The Techniques Used To Patch A Quilt

Patch work quilts are ageless, are they not? Patch work quilts have been manufactured for hundreds of years, because basically a patch work quilt is made from off-cuts of fabric. A housewife would create a set of curtains and keep the off-cuts. Then she would create some clothes and keep the off-cuts. And so on and so on until she had enough off-cuts to make a quilt, if she required one for her household.

This old-style of constructing bedspreads or quilts always manages to look traditional and contemporary at the same time. A specialist variety of this old-style is the American tradition of women embroidering off-cuts of fabric in order to create a quilt as an excuse for a social life. Nowadays there is more money floating about in society and the patches on the quilt can be more personal and more elaborate.

There is also a great deal more choice of fabric about than there ever was, so it is not always necessary to embellish a swatch of fabric to make it one’s own. Someone might always use blue and white stripes as a signature or green and black squares for example. Most people make a patch work quilt of identical squares, but others will use squares with curved corners and even oblongs, rhombuses, circles and triangles.

Some patch work quilters like to choose a theme whilst others are glad to let numerous participants sew in any patch that they want. There are also patch block schemes. The four patch scheme is almost certainly the most common, but the nine patch scheme is also pretty common.

A four patch scheme is achieved by dividing the quilt into equal squares and then bisecting every square across the top and down the sides. Every block of four squares can then have a theme. The same goes for a nine patch scheme, but divide every substantial block on the quilt with two vertical and two horizontal lines constructing nine small squares in each big square.

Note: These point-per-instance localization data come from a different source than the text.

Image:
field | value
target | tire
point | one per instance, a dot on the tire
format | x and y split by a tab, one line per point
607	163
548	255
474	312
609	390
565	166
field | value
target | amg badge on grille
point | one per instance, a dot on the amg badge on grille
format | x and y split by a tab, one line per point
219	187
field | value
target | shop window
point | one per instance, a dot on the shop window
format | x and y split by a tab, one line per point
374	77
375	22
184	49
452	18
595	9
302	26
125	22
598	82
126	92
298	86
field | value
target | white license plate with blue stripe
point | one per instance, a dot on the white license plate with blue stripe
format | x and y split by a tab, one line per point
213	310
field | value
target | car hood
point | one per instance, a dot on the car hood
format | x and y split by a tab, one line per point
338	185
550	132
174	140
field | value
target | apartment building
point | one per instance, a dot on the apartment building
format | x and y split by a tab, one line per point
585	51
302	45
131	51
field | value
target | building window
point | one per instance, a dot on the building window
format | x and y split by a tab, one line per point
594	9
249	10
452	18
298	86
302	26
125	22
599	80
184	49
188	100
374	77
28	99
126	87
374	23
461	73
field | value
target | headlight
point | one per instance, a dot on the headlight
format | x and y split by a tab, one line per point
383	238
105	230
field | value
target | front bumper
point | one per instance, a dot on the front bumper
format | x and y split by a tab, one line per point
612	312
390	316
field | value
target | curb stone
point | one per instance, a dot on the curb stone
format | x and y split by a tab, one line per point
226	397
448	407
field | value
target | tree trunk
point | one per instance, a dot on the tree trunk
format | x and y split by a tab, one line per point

You can design your quilt pattern on graph paper if you like. To do this, first work out how big you want your quilt to be. Then draw that on graph paper and divide your graph into the number of that you want. Learners might be better off using larger squares in the beginning and then increasing the number of squares by reducing their size.

Begin with a four block scheme and move up to a nine and then twelve block scheme. You can repeat the swatches of cloth at regular or irregular intervals and you can change the orientation of the swatch in your patch work quilt too. A patch work quilt can be well planned or completely random. Well planned quilts can be fairly dazzling, but even random quilts look fantastic.